Kars, Erzurum boyunca Rus kuvvetlerinin ve onlarla işbirliği halindeki Ermeni çetelerinin kurduğu baskı karşısında Enver Paşa askerlere şu emir verdi: “Askerler! Hepinizi ziyaret ettim. Ayağınızda çarığınızın, sırtınızda paltonuzun olmadığını gördüm. Lakin, karşınızdaki düşman sizden korkuyor. Yakın zamanda taarruz ederek Kafkasya’ya gireceğiz. Siz orada her türlü nimete kavuşacaksınız. Alem-i İslam’ın bütün ümidi, sizin son bir himmetinize bakıyor.”
Evet, son bir himmet, İslam topraklarının her yerinden ağır yenilgiler ala ala gerileyen ordu, son bir gayret ve iyi bir planla Ehl-i Salib’in kurduğu muazzam cephede bu hamle ile bir yarma yapacaktı.
Kar kalınlığı iki metreye yaklaşıyordu. -26 derece ile hava, zaten aç ve sıcak iklimden gelen, donanımı yetersiz askerin gücünün çok üstünde bir zorluk da yatıyordu.
24/25 Aralık gecesi olabilecek en feci şeylerden biri oldu.
Donduk.
Ateş yakamadan, feryad edemeden, kursağımızda lokma olmadan donduk.
Uykuya dalar gibi, kendimizi Allahuekber dağlarının göğsünde Ümmete ve vatana kurban eyledik.
Sarıkamış harekatında bizzat bulunan Kaymakam Şerif Bey vaziyeti tarihe şu not ile düştü: “Hava soğuk, saatler pek uzundu.
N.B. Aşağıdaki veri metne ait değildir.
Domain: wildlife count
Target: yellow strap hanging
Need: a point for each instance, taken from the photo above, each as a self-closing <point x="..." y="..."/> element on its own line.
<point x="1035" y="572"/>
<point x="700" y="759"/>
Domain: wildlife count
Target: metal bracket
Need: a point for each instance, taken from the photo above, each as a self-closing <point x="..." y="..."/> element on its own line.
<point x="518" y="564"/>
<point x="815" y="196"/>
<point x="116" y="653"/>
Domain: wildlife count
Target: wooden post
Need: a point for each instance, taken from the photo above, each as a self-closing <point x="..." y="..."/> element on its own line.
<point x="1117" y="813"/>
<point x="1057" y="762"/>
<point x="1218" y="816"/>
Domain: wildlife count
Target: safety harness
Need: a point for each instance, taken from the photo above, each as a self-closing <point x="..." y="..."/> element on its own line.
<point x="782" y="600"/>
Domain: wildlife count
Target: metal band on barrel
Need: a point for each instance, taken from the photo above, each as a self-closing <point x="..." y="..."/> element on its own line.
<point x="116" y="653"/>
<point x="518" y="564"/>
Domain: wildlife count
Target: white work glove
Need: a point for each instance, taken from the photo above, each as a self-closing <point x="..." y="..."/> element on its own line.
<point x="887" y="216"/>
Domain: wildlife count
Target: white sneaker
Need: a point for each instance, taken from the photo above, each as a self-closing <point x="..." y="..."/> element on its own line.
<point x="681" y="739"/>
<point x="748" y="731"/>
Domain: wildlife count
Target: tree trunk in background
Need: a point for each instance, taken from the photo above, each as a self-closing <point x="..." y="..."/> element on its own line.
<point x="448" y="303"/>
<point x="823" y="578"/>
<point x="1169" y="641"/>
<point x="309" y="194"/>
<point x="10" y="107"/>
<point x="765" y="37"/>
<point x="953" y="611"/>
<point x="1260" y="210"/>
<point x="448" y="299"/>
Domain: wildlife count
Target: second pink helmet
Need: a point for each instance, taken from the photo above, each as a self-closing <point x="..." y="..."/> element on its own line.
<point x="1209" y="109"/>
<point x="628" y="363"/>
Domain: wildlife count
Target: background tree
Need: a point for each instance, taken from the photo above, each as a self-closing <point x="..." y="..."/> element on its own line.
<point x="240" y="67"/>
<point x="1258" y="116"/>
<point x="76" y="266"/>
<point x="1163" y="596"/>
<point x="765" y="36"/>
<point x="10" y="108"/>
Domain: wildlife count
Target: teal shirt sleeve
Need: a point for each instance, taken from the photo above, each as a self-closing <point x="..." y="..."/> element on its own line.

Gece oldu. Keskin bir soğuk ve şiddetli tipi başladı. Asker, ayağındaki çarıkla diz boyu karlı orman yamaçlarında, zabitinin gözünden kaybolmuş ve şurada burada istirahate koyulmuştu. Bunların içinde ateş yakmaya muvaffak olan vardı. Fakat birçokları da orada ebedi bir uykuya dalmıştı. Yol boyunca perakende olarak kıtasından geri kalıp da donan asker ile ormanlar içinde kalan bedbahtlar, gündüz olduktan sonra anlaşıldı ki, fırkaların mevcutlarından daha fazla idi.”
Donarak direndik biz o gün, donarak kazandık. Rus yenemedi bizi, biz donarak Rus’u yendik.